Ci parli della sua esperienza di editore
«Il voler lavorare con i libri mi portò in una piccola casa editrice, con un ufficio di due stanze disadorne e un tavolo ingombro di manoscritti, dischetti, bozze, segnature. In quello spazio, si leggeva, si modificava e correggeva, impaginava, editava, inscatolava, spediva e lo si amava più di quanto lo amasse l’autore. Quell editrice è stata per me una grande scuola. Potevo finalmente dire di “lavorare con i libri”».

Ha nostalgia per la città che ha dato la prima forma ai suoi sogni e alle sue passioni?

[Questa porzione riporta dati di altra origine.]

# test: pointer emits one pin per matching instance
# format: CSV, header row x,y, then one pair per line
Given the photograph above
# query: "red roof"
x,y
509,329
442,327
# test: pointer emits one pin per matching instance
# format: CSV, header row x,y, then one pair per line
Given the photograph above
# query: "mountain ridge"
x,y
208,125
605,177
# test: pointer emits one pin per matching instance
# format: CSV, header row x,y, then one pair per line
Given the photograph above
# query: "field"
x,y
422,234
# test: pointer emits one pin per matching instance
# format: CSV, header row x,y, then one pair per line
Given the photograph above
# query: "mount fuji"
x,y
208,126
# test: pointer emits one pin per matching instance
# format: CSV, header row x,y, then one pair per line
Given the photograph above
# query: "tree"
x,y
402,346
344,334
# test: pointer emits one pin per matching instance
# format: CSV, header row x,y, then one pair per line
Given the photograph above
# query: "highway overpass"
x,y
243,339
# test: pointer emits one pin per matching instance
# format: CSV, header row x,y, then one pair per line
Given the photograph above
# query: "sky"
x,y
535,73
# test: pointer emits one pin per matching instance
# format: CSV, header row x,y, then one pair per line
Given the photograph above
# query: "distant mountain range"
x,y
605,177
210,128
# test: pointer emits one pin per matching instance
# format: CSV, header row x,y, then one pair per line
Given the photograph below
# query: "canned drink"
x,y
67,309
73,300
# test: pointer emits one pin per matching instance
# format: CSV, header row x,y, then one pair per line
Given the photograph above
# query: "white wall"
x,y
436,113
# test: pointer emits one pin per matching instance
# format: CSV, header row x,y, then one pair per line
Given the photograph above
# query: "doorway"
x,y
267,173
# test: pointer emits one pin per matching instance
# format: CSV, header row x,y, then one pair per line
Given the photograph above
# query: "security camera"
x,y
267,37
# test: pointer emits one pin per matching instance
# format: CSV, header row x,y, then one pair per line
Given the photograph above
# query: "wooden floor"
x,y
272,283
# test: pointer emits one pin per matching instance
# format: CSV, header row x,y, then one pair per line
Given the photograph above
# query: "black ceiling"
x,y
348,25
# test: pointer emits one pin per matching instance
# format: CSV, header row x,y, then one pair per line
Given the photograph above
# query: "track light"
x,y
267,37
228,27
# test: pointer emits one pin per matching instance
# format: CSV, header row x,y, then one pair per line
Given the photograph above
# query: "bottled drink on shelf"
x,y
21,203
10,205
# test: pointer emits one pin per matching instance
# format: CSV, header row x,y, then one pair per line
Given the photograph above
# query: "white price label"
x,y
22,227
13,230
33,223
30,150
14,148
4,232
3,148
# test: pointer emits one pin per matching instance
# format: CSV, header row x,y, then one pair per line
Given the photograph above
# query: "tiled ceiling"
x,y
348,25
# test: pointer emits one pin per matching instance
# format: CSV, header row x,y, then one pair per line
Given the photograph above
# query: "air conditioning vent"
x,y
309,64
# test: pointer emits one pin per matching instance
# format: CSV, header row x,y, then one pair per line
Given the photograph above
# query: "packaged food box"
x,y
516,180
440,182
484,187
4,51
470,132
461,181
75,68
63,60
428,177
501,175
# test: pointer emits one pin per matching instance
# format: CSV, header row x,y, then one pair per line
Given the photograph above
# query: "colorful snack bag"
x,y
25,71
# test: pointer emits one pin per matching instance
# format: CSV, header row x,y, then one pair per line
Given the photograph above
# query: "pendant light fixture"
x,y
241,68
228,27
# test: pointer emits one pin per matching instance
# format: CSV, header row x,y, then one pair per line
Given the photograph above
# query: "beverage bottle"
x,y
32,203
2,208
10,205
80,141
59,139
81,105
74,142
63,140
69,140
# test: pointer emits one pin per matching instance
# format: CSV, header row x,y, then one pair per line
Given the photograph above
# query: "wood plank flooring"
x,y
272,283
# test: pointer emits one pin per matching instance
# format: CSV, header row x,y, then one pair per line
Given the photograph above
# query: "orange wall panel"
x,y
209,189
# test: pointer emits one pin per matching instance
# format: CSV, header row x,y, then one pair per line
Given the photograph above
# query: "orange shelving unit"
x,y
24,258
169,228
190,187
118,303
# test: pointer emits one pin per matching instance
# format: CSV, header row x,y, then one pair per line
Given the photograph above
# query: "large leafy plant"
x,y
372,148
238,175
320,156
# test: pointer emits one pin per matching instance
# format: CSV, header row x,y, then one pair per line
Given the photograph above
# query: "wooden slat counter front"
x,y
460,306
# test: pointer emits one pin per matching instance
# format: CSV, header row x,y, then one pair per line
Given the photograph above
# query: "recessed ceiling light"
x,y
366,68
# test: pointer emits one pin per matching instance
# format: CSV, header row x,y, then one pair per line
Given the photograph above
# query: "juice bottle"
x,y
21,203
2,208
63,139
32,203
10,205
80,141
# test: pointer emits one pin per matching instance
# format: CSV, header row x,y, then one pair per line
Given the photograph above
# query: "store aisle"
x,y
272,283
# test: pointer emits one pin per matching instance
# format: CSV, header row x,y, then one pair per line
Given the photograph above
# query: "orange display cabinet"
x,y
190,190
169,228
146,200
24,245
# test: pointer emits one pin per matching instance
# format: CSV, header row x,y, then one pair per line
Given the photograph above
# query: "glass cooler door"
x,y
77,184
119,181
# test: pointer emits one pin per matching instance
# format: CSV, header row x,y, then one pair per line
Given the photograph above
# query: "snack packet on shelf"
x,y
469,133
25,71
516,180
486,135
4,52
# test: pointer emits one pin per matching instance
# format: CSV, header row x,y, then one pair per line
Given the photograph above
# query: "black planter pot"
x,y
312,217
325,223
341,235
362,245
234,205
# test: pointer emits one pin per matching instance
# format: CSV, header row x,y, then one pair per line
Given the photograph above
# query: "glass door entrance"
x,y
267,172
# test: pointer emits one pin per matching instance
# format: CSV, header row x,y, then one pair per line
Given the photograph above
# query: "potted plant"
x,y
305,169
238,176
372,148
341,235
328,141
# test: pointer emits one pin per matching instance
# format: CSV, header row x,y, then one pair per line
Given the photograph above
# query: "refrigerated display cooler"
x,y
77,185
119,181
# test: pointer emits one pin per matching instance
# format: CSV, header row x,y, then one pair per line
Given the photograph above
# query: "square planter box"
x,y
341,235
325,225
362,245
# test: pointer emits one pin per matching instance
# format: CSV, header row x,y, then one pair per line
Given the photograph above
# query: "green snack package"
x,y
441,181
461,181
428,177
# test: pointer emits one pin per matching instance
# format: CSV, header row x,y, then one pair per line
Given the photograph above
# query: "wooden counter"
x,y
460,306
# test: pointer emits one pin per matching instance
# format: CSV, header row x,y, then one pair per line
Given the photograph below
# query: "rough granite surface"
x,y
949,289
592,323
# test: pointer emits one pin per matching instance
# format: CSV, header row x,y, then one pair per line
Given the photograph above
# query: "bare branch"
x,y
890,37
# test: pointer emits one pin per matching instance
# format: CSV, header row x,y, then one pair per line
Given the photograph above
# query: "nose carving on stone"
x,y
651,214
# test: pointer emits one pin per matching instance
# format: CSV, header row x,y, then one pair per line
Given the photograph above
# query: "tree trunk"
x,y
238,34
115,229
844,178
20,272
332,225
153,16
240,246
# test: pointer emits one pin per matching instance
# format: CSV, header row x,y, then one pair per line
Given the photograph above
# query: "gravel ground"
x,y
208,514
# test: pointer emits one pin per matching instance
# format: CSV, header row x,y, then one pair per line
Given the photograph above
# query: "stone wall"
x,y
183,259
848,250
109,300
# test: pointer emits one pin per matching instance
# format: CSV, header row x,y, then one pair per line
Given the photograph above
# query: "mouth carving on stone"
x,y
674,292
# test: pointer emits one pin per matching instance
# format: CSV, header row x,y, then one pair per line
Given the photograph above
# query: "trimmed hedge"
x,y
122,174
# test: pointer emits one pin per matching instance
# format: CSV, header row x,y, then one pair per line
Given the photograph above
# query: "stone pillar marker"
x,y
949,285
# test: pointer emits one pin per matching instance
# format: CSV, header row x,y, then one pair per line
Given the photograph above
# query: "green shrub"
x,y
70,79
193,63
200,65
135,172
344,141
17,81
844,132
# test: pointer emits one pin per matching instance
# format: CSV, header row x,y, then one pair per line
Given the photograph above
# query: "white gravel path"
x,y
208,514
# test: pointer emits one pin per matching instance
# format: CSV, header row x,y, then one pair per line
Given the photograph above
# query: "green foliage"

«La nostalgia per la mia terra è sempre forte. L’isola, la mia città, la mia riviera con lo Stretto di mare color zaffiro. Immaginare è rivedere. Succede. Ma presto succederà realmente. Sul traghetto, come il Silvestro Ferrauto (intellettuale e tipografo) di Elio Vittorini (Conversazione in Sicilia), respirerò a pieni polmoni il vento, divorerò il mare, mentre Messina si avvicina. Cupole, palazzi, piazze, monumenti, la Cortina del porto, i giardini con le palme. Tutto incorniciato dai colli con gli antichi forti, sotto un cielo azzurro senza uguali. Una visione di sogno. Non soltanto per me».